In 2011, Elbakyan was a neurotechnology graduate student in Kazakhstan, dismayed by the charges she had to pay per research article to places like Elsevier unless she was affiliated with a university whose library had a subscription. (Anybody can get individual articles from these publishers, but unless you have a connection to a research library, they will ask you to pay on the order of $30 US per article. Academics such as myself are shielded from these costs, which are borne by the libraries.) So she found a willing hacker or two and started something called Sci-Hub. According to Dr. Brant, you can find millions of documents on it that you'd otherwise have to pay for, and outside of North America and Northern Europe, especially in Russia and China, nobody fools with the official academic publishers any more. They just go to Sci-Hub.
This is not a stable situation. No matter what treaties and agreements say, if Country A harbors some folks who are violating Country B's copyright laws, and Country A doesn't want to cooperate, there's not much that anybody in Country B can do. If everybody switches to using Sci-Hub, the academic publishers' revenue streams dry up and the whole system collapses.
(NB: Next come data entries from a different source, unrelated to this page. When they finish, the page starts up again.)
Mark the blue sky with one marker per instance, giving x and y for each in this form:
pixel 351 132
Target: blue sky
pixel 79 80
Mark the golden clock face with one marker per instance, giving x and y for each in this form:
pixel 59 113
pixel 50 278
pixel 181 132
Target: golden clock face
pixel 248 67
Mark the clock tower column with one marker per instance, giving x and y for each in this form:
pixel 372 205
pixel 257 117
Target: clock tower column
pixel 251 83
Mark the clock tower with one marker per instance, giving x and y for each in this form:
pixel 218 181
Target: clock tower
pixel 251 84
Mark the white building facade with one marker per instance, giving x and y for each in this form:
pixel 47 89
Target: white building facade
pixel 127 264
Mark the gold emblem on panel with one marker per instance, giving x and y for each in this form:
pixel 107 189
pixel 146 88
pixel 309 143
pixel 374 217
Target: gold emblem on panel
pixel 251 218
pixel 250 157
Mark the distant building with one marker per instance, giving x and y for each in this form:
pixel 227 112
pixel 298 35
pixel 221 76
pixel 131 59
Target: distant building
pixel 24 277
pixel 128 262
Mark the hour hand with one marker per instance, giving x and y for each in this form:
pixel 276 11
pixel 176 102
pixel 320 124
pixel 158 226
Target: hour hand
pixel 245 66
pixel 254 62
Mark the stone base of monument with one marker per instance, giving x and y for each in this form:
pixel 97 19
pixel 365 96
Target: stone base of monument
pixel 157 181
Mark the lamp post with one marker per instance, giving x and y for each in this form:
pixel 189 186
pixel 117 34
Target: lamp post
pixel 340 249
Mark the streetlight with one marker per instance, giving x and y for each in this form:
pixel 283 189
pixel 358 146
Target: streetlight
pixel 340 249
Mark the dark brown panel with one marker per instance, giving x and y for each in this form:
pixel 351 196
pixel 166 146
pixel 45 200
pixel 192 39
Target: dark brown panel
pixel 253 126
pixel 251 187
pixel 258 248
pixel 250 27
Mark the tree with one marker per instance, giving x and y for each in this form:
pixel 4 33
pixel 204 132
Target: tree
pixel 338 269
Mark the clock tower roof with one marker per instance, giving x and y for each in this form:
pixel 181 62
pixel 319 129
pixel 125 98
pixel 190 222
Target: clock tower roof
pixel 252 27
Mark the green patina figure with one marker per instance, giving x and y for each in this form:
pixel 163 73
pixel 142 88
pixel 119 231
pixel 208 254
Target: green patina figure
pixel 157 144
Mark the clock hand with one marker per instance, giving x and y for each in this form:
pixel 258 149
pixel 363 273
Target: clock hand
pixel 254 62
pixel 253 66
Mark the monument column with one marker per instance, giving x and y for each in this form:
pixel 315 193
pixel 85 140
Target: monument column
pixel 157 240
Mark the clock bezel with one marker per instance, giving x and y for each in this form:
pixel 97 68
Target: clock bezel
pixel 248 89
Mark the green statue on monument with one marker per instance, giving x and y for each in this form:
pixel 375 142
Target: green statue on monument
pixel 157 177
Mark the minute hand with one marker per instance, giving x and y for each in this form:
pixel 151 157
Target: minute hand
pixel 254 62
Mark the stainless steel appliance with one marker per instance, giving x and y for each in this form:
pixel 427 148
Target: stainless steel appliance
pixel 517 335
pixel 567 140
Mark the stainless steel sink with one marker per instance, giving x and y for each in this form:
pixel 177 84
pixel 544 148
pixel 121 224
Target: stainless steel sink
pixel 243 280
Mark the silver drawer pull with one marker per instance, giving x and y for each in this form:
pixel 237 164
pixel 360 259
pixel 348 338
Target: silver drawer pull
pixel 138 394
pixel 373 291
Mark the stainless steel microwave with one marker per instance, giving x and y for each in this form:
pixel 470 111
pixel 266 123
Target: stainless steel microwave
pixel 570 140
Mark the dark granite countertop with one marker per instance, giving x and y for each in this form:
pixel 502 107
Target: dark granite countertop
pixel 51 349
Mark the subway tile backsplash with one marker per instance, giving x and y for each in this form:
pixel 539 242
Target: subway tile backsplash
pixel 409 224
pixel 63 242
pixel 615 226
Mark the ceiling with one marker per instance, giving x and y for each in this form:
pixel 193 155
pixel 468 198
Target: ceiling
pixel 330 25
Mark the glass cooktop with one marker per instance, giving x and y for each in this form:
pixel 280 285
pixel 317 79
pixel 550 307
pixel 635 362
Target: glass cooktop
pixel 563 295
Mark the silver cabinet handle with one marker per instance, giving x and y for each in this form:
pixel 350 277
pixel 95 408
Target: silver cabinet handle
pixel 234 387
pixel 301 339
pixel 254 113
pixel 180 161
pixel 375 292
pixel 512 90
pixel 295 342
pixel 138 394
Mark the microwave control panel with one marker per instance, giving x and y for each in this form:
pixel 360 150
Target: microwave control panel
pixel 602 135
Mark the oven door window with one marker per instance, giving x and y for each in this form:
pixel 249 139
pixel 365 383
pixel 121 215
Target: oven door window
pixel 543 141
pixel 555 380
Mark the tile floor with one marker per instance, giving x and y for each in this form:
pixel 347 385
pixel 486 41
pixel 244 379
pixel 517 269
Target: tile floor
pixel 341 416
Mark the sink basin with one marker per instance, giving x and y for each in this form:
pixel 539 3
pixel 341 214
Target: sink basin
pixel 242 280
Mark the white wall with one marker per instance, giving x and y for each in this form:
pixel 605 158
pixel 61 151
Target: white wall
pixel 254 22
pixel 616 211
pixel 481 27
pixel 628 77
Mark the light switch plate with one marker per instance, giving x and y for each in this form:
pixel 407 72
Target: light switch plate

It hasn't happened yet, but the house of cards is teetering.
The question is, who should pay for academic publishing, and how much is fair to charge for it? Saying the free market will decide isn't going to work, because we're not talking about a commodity like oil or wheat. Each academic paper is unique, and anyway, there are studies showing that only two or three other people ever read a typical journal paper anyway. But if it's not in principle available to everybody, you can't say it's really published, so the availability has to be there. In a way, academic publishing is a kind of vanity press, but one in which the writers don't typically pay up front. Recently the concept of open-access publishing has made some headway, in which the author pays a lump sum (typically on the order of $1000 US), and the publisher promises to keep it on the Internet forever. To my mind, that goes too far the other way, in that your typical English professor at a lowbrow college is not going to have that kind of money, and neither is his department.
I don't know what the solution is. Obviously, the peer-review process is still necessary, in which qualified experts pass judgment on what should be published, and it costs something to organize that and put papers in shape to go online. But I seriously doubt that it costs as much as places like Elsevier are charging. Maybe the pressure brought to bear by free-access sites such as Sci-Hub will lead to lower prices. Or some mechanism or international agreement may be found in which people will still have access to information they need, but at a price which reflects something closer to the true cost of the service, and not just whatever the traffic bears.
And as for my book, well, there's something to be said for paper after all.
Sources: I thank Trey Brant for bringing my attention to this matter. I referred to Wikipedia articles on "Information Should Be Free" and "Sci-Hub." And no, I'm not going to tell you where to find my book for free, or what Sci-Hub's current domain name is. You have to find those on your own.